Boeing has recommended all airlines temporarily suspend Boeing 777 aircraft with the same engine type as the United Airlines flight from Denver to Honolulu that suffered an engine failure on February 20th. 

The incident included the failure of the aircraft’s Pratt & Whitney’s PW4000 engine mid-flight, fortunately no injuries were reported aboard the aircraft or due to debris that fell to the ground. 

As a result, the U.S. Federal Aviation Administration (FAA) has ordered emergency inspections advising “immediate or stepped-up inspections of Boeing 777 aircraft with certain Pratt & Whitney PW4000 engines”, and went on to say that airlines should step up the inspection interval for the hollow fan blades that are unique to this model of engine. 

Which Airlines are Affected?

United Airlines is the only U.S. carrier that uses the 777 aircraft with the Pratt & Whitney engine with a total of 128 aircrafts.
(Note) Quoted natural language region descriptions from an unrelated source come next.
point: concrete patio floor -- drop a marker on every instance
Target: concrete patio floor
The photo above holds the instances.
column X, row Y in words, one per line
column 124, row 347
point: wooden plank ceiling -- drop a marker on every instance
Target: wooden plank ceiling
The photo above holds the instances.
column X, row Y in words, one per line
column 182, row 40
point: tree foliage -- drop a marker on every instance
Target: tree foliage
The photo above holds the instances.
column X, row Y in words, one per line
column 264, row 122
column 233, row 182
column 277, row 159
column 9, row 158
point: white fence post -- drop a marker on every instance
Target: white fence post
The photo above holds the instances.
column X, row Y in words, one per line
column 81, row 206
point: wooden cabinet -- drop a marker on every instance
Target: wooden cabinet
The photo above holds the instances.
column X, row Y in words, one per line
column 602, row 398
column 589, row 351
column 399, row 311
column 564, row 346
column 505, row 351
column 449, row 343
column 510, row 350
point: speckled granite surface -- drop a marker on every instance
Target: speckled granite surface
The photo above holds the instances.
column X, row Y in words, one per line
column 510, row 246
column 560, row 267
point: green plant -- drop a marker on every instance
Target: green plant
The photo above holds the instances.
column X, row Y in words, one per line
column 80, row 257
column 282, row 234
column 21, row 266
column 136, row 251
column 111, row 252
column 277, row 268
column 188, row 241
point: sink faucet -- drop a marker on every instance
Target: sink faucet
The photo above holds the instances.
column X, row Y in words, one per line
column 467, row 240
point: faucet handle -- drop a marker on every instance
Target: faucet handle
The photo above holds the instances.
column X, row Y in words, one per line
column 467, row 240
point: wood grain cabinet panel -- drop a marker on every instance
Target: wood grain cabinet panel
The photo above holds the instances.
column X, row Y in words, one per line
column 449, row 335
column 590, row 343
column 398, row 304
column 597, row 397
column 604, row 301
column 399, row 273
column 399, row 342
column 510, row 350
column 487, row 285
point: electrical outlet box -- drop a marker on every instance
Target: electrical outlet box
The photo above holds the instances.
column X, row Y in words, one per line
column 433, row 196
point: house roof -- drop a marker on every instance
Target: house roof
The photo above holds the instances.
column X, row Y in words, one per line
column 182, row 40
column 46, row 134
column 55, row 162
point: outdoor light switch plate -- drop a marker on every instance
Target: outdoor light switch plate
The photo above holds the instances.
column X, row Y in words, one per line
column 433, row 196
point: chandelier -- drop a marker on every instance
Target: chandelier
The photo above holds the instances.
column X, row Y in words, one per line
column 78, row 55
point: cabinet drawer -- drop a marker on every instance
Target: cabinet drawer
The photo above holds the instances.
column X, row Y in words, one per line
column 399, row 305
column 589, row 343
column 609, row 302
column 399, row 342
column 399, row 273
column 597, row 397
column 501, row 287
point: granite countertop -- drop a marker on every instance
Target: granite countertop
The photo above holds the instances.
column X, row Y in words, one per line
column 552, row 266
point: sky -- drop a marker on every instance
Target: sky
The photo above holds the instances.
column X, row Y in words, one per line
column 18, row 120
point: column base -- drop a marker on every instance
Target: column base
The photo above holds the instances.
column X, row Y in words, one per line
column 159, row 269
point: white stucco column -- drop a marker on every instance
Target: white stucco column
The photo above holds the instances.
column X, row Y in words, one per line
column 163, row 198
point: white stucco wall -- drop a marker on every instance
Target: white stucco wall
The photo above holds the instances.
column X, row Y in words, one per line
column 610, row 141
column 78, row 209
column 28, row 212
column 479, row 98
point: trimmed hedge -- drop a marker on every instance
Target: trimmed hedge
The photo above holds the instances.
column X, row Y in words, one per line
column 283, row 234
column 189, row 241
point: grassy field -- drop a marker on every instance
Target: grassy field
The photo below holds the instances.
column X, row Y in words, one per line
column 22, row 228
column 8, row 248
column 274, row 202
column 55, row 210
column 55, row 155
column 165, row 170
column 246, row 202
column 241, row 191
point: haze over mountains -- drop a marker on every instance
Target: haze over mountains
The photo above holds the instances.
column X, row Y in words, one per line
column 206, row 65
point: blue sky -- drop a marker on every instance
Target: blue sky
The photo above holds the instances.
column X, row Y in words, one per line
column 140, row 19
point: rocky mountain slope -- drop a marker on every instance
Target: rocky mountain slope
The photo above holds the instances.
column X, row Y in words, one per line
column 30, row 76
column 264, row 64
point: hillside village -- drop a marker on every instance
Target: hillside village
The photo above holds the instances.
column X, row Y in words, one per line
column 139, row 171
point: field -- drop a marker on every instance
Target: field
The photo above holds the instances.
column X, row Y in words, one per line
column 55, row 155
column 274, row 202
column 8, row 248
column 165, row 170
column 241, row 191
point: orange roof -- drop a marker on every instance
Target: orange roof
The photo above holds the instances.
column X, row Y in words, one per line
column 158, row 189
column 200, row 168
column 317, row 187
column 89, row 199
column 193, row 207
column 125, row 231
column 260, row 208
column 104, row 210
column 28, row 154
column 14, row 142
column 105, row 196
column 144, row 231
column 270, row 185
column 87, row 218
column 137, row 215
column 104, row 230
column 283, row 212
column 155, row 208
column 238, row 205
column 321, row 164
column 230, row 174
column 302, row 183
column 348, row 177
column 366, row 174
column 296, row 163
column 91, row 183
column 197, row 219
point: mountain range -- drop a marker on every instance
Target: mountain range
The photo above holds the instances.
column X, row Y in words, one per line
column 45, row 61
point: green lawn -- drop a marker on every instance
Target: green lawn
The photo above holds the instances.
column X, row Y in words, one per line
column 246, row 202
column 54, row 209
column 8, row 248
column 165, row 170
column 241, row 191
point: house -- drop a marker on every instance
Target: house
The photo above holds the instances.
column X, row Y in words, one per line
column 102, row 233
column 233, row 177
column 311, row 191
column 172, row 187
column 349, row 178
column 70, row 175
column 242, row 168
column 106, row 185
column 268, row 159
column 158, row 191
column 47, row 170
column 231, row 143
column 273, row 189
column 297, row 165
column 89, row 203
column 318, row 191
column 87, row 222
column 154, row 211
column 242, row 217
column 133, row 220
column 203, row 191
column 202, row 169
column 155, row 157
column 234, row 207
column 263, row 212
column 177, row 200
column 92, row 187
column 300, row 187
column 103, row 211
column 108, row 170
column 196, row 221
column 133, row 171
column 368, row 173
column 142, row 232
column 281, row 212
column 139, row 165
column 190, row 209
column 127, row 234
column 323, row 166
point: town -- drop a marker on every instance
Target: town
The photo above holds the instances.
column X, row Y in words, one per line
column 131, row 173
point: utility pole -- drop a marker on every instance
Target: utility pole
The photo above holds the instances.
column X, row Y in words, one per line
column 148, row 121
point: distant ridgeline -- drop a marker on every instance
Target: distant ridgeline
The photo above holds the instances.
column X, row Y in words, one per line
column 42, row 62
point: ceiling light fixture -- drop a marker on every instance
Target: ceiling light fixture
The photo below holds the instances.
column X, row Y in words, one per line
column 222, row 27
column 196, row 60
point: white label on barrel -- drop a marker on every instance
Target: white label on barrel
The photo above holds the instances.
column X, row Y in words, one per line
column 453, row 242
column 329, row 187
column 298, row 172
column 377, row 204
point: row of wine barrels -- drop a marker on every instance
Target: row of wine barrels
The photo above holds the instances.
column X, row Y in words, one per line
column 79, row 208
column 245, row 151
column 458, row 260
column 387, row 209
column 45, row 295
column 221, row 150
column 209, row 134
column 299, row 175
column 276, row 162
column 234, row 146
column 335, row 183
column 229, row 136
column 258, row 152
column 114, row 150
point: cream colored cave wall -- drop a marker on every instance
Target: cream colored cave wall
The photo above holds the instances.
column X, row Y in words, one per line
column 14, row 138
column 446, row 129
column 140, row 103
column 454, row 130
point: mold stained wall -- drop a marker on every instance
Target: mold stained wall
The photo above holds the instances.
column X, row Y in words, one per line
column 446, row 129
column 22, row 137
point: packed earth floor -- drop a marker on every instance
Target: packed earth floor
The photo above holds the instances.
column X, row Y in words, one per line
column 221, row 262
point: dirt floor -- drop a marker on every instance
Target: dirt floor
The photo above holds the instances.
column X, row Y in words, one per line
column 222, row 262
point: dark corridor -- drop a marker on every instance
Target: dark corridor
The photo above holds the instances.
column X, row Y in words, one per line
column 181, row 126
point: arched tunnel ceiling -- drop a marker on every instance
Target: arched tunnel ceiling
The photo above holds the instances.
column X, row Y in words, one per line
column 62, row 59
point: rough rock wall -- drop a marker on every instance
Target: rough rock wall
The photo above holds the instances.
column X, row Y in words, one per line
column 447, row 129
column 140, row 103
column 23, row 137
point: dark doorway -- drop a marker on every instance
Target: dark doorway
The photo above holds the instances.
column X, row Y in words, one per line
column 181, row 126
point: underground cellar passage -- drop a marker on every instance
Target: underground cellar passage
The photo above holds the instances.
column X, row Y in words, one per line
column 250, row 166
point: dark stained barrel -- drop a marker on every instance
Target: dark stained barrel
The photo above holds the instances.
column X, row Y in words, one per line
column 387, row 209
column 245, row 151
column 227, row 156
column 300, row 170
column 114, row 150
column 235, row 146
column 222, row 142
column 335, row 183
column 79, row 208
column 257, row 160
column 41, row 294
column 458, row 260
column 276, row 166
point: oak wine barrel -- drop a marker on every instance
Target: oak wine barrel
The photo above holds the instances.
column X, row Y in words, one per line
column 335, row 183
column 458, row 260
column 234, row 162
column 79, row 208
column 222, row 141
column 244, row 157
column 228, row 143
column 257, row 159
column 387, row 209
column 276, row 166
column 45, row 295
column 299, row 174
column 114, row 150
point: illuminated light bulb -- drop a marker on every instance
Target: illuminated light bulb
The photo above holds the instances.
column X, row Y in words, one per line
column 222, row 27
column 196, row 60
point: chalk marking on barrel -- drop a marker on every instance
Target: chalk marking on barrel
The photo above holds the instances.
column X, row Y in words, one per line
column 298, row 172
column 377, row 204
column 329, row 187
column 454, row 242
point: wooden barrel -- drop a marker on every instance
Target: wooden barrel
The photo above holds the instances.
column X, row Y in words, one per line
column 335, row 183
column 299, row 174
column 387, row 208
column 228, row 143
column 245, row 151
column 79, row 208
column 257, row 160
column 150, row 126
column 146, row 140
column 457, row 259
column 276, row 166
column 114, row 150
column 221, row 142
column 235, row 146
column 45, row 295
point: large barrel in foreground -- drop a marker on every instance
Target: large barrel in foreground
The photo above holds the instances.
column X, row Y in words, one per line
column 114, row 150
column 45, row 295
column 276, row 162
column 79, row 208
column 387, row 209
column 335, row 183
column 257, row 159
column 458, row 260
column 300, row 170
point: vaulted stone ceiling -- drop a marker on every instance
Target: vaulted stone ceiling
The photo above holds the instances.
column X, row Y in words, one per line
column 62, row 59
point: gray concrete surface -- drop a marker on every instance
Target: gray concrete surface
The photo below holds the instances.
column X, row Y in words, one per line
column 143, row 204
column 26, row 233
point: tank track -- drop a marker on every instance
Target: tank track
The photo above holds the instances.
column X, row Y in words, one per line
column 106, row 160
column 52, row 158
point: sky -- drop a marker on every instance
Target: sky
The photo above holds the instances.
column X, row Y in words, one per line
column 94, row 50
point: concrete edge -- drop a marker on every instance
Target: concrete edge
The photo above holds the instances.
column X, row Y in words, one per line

Typically this aircraft is used only for flights between Hawaii and select mainland hubs, including Denver (DEN), Los Angeles (LAX) and San Francisco (SFO). United has currently removed all 24 of the craft from its schedule, claiming only a small number of customers will be affected by the change. 

Other international carriers utilizing this aircraft and engine including All Nippon Airways, Japan Airlines, Asiana,  Korean Air and EgyptAir have all been taken out of service for inspection, and the U.K. has ordered a temporary ban of the aircraft over its airspace . 

What is being done to ensure the safety of the aircraft?

While the investigation is ongoing by the NTSB (National Transportation Safety Board), inspections are underway for the aircrafts using the Pratt & Whitney engines. In total, there are 69 aircraft with that engine type in active use, and an additional 59 in storage. The FAA also recommended that airlines step up the inspection interval for the hollow fan blades that are unique to this model of engine.

Airlines that use this type of aircraft may begin to substitute other planes that are instead powered by General Electric GE90 engines until inspections are complete.